Most of the challenges related to keeping a MongoDB cluster running at top speed can be addressed by asking a small number of fundamental questions and then using a few crucial metrics to answer them.
By keeping an eye on the metrics related to query performance, database performance, throughput, resource utilization, resource saturation, and other critical "assertion" errors it's possible to find problems that may be lurking in your cluster. Early detection allows you to stay ahead of the game, resolving issues before they affect performance.
These fundamental questions apply no matter how MongoDB is used, whether through MongoDB Atlas, the managed service available on all major cloud providers, or through MongoDB Community or Enterprise editions, which are run in a self-managed manner on-premise or in the cloud.
Each type of MongoDB deployment can be used to support databases at scale with immense transaction volumes and that means performance tuning should be a constant activity.
But the good news is that the same metrics are used in the tuning process no matter how MongoDB is used.
However, as we'll see, the tuning process is much easier in the cloud using MongoDB Atlas where everything is more automatic and prefabricated.
Here are the key questions you should always be asking about MongoDB performance tuning and the metrics that can answer them.
#Are all queries running at top speed?
Query problems are perhaps the lowest hanging fruit when it comes to debugging MongoDB performance issues. Finding problems and fixing them is generally straightforward. This section covers the metrics that can reveal query performance problems and what to do if you find slow queries.
Slow Query Log. The time elapsed and the method used to execute each query is captured in MongoDB log files, which can be searched for slow queries. In addition, queries over a certain threshold can be logged explicitly by the MongoDB Database Profiler.
When a query is slow, first look to see if it was a collection scan rather than an index scan.
- Collection scans means all documents in a collection must be read.
- Index scans limit the number of documents that must be inspected.
- But remember: indexes have a cost when it comes to writes and updates. Too many indexes that are underutilized can slow down the modification or insertion of new documents. Depending on the nature of your workloads, this may or may not be a problem.

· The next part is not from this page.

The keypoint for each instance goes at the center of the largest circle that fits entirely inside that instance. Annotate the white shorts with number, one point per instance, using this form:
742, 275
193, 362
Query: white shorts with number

- In the absence of indexes, a rarely met ideal for this ratio is 1/1, meaning all documents scanned were returned — no wasted scans. Most of the time however, when scanning is done, documents are scanned that are not returned meaning the ratio is greater than 1.
- When indexes are used, this ratio can be less than 1 or even 0, meaning you have a covered query. When no documents needed to be scanned, producing a ratio of 0, that means all the data needed was in the index.
- Scanning huge amounts of documents is inefficient and could indicate problems regarding missing indexes or indicate a need for query optimization.
Scan and Order is an index related metric that can be found in Cloud Manager and MongoDB Atlas.
- A high Scan and Order number, say 20 or more, indicates that the server is having to sort query results to get them in the right order. This takes time and increases the memory load on the server.
- Fix this by making sure indexes are sorted in the order in which the queries need the documents, or by adding missing indexes.
WiredTiger Ticket Number is a key indicator of the performance of the WiredTiger storage engine, which, since release 3.2, has been the storage engine for MongoDB.
- WiredTiger has a concept of read or write tickets that are created when the database is accessed. The WiredTiger ticket number should always be at 128.
- If the value goes below 128 and stays below that number, that means the server is waiting on something and it's an indication of a problem.
- The remedy is then to find the operations that are going too slowly and start a debugging process.
- Deployments of MongoDB using releases older than 3.2 will certainly get a performance boost from migrating to a later version that uses WiredTiger.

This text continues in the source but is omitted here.